SYDNEY, Feb 17 (Reuters) – The Australian and New Zealand dollars stepped back from major resistance barriers on Wednesday as a jump in Treasury yields gave the U.S. dollar a reprieve, while domestic bonds took a beating amid fears of faster global inflation.
The Aussie eased to $0.7753 and away from a four-week top of $0.7805. The failure to clear the January peak of $0.7819 could now see it test support around $0.7713.
The kiwi dollar slipped to $0.7198 and back from a six-week peak of $0.7269. It also failed to break the January high of $0.7314, opening up a test of $0.7178 and $0.7136.
The U.S. dollar was benefiting from rising yields; it was not alone. Australian 10-year yields climbed even more to hit 1.421%, the highest since a brief spike during the market mayhem of last March.
Yields were up 20 basis points in just two days and widened the spread over Treasuries to 10 basis points, from 2 basis points late last week.
Three-year yields remained pinned at 0.129% thanks to the Reserve Bank of Australia’s (RBA) continued commitment to super-easy policy.
RBA Assistant Governor Christopher Kent on Wednesday estimated the Aussie would have been 5% higher without those policies.
The spread between three- and 10-year yields widened to 129 basis points, the steepest curve since early 2014 and a potential boon to bank earnings.
Across in New Zealand, 10-year yields shot to 1.558% having risen 18 basis points on Tuesday alone.

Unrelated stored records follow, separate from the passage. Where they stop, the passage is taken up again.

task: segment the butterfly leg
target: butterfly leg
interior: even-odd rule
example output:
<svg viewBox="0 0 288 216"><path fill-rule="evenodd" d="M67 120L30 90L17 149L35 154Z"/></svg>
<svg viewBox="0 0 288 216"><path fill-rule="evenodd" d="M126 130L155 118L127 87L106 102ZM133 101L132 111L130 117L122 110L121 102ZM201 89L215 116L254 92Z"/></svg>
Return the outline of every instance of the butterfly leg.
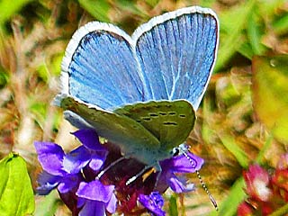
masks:
<svg viewBox="0 0 288 216"><path fill-rule="evenodd" d="M162 168L159 165L158 162L155 162L154 164L152 165L147 165L144 166L144 168L139 172L138 174L136 174L134 176L130 177L130 179L128 179L128 181L126 182L126 185L129 185L130 184L131 184L132 182L134 182L137 178L139 178L140 176L141 176L144 173L147 172L148 169L149 168L154 168L156 172L158 172L158 174L157 175L157 179L156 179L156 184L155 185L157 185L157 183L158 181L158 178L159 178L159 174L161 173L162 171Z"/></svg>

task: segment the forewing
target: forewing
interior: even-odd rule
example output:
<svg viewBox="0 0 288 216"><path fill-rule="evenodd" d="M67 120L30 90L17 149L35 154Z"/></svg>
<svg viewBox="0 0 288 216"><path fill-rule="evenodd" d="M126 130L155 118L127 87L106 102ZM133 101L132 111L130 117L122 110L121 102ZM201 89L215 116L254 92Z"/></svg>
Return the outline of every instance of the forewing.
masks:
<svg viewBox="0 0 288 216"><path fill-rule="evenodd" d="M197 110L216 58L218 25L212 10L188 7L139 27L132 39L146 100L186 99Z"/></svg>
<svg viewBox="0 0 288 216"><path fill-rule="evenodd" d="M137 104L114 112L143 125L160 141L161 150L166 152L185 141L195 121L192 105L184 100Z"/></svg>
<svg viewBox="0 0 288 216"><path fill-rule="evenodd" d="M146 148L158 149L160 146L158 140L143 125L127 116L91 108L72 97L64 98L61 107L81 116L99 136L120 145L124 153L136 154Z"/></svg>
<svg viewBox="0 0 288 216"><path fill-rule="evenodd" d="M130 37L99 22L81 27L62 61L64 95L104 110L142 101L143 85Z"/></svg>

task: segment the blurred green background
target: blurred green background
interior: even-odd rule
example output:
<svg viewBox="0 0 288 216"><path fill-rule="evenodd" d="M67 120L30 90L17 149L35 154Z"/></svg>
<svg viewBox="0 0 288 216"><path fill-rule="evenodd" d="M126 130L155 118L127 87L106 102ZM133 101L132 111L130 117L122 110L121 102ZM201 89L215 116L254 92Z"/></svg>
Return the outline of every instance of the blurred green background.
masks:
<svg viewBox="0 0 288 216"><path fill-rule="evenodd" d="M179 215L235 215L245 198L242 171L257 162L273 170L288 143L288 2L284 0L1 0L0 157L19 153L33 187L40 172L34 140L72 149L74 131L50 104L73 32L92 20L131 34L149 18L177 8L212 8L220 24L214 73L188 139L205 159L203 181L220 204L216 212L195 176L197 190L168 194ZM167 207L168 208L168 207ZM173 212L173 211L172 211ZM172 212L170 214L172 214ZM69 215L57 194L36 197L35 215Z"/></svg>

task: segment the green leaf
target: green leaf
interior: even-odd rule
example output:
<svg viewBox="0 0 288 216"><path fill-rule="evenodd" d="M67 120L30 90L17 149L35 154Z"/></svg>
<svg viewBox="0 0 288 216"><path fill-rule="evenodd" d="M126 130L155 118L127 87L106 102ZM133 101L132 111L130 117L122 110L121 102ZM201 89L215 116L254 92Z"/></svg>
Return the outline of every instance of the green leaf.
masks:
<svg viewBox="0 0 288 216"><path fill-rule="evenodd" d="M229 10L225 14L220 14L220 40L219 55L214 68L215 72L225 67L230 58L243 44L241 32L245 29L254 4L255 0L248 1L234 10Z"/></svg>
<svg viewBox="0 0 288 216"><path fill-rule="evenodd" d="M0 161L0 216L32 214L34 195L24 159L10 153Z"/></svg>
<svg viewBox="0 0 288 216"><path fill-rule="evenodd" d="M9 20L16 12L31 0L2 0L0 1L0 25Z"/></svg>
<svg viewBox="0 0 288 216"><path fill-rule="evenodd" d="M260 121L281 141L288 141L288 56L252 61L253 105Z"/></svg>
<svg viewBox="0 0 288 216"><path fill-rule="evenodd" d="M109 22L108 12L110 4L106 0L79 0L80 5L96 20Z"/></svg>
<svg viewBox="0 0 288 216"><path fill-rule="evenodd" d="M250 14L247 27L248 36L254 55L262 55L266 51L264 45L261 43L263 31L260 22L257 7L255 5L253 12Z"/></svg>
<svg viewBox="0 0 288 216"><path fill-rule="evenodd" d="M283 16L281 19L274 22L273 27L278 34L284 35L288 33L288 14Z"/></svg>

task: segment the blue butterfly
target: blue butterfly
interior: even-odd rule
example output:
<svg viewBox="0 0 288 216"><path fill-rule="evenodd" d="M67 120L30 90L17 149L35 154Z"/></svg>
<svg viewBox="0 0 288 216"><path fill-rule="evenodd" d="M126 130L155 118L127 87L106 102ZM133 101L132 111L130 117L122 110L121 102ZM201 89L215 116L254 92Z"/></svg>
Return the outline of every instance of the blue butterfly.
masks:
<svg viewBox="0 0 288 216"><path fill-rule="evenodd" d="M218 42L216 14L198 6L154 17L131 36L89 22L68 45L56 104L73 125L160 171L193 130Z"/></svg>

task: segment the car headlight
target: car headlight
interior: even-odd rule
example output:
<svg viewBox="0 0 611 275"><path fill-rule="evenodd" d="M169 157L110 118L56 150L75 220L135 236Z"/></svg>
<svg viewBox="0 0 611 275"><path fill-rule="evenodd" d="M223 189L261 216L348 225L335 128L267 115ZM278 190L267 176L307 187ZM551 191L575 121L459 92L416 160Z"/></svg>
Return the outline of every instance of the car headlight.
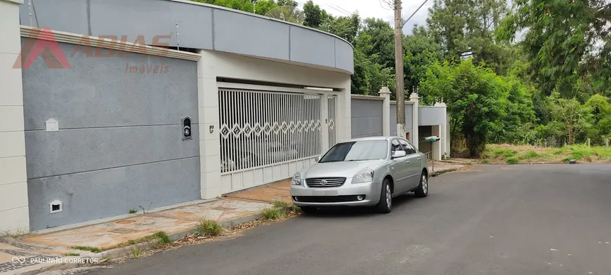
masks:
<svg viewBox="0 0 611 275"><path fill-rule="evenodd" d="M301 174L296 173L293 176L293 180L291 180L291 184L293 185L301 185Z"/></svg>
<svg viewBox="0 0 611 275"><path fill-rule="evenodd" d="M367 170L356 174L352 178L352 183L371 182L374 181L374 170Z"/></svg>

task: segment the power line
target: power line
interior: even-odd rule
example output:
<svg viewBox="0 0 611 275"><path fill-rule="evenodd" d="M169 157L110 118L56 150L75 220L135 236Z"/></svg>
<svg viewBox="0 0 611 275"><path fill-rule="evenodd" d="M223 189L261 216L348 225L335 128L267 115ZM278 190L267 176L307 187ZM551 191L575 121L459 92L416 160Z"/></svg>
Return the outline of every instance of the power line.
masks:
<svg viewBox="0 0 611 275"><path fill-rule="evenodd" d="M416 13L417 13L418 11L420 11L420 8L422 8L422 6L424 6L424 4L426 4L426 2L427 2L428 1L428 0L424 0L424 1L422 2L422 4L421 4L420 6L418 7L418 8L416 9L416 11L414 11L414 13L412 13L412 15L409 16L409 18L408 18L407 20L405 20L405 21L403 22L403 25L402 25L401 27L405 26L405 23L407 23L407 21L409 21L409 20L412 19L412 18L414 17L414 15L416 15Z"/></svg>
<svg viewBox="0 0 611 275"><path fill-rule="evenodd" d="M345 12L345 11L343 11L338 10L337 8L334 8L332 6L331 6L331 5L329 5L329 4L327 4L327 6L329 6L329 8L333 8L334 10L336 10L336 11L340 12L340 13L343 13L343 14L345 14L345 15L348 15L348 16L350 16L350 13L347 13L346 12Z"/></svg>
<svg viewBox="0 0 611 275"><path fill-rule="evenodd" d="M387 3L386 1L383 1L383 2L386 4L386 5L388 5L388 7L389 7L389 8L386 8L386 7L384 6L383 4L382 4L382 1L383 1L383 0L380 0L380 6L381 6L382 8L383 8L383 9L385 9L385 10L387 10L387 11L393 11L393 8L391 8L391 7L392 7L392 5L389 4Z"/></svg>
<svg viewBox="0 0 611 275"><path fill-rule="evenodd" d="M336 7L337 7L337 8L339 8L340 10L342 10L342 11L345 11L345 12L346 12L346 13L350 13L350 14L353 14L353 13L350 13L350 11L346 11L346 9L342 8L341 6L337 6L337 5L336 5L336 4L333 4L333 6L335 6Z"/></svg>

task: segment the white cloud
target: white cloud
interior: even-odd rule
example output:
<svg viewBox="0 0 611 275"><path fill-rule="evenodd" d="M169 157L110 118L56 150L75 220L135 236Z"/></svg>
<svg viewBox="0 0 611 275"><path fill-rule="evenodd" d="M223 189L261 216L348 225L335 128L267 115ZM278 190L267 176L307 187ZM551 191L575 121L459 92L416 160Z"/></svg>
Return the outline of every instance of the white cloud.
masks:
<svg viewBox="0 0 611 275"><path fill-rule="evenodd" d="M303 7L307 0L298 0L300 7ZM358 11L362 18L376 18L383 19L395 25L395 13L388 4L381 0L313 0L315 4L335 16L346 16L350 13ZM414 11L422 4L423 0L404 1L403 19L407 19ZM422 8L418 11L413 18L405 24L403 32L411 34L414 24L424 25L426 24L426 17L428 15L428 8L433 6L433 0L428 0ZM348 11L343 11L346 10Z"/></svg>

The market has been reconsidering how long the Reserve Bank of New Zealand (RBNZ) will maintain its stimulus package given the economy has rebounded and house prices are booming.
The central bank holds its first policy meeting of the year next week and investors assume it will keep rates at 0.25% but acknowledge the better economic background.
“The RBNZ might talk less about looming downside risks, and will probably not actively promote the possibility of further rate cuts, as it did over most of last year,” said Dominick Stephens, Westpac’s chief economist for NZ.
He expects the RBNZ will not start to hike rates until 2024, but could tinker with its bond buying programme next week.
“It seems a lot like the RBNZ has decided to slow the pace of bond purchases and allow long-term interest rates to rise, even though no such policy decision has been announced,” said Stephens.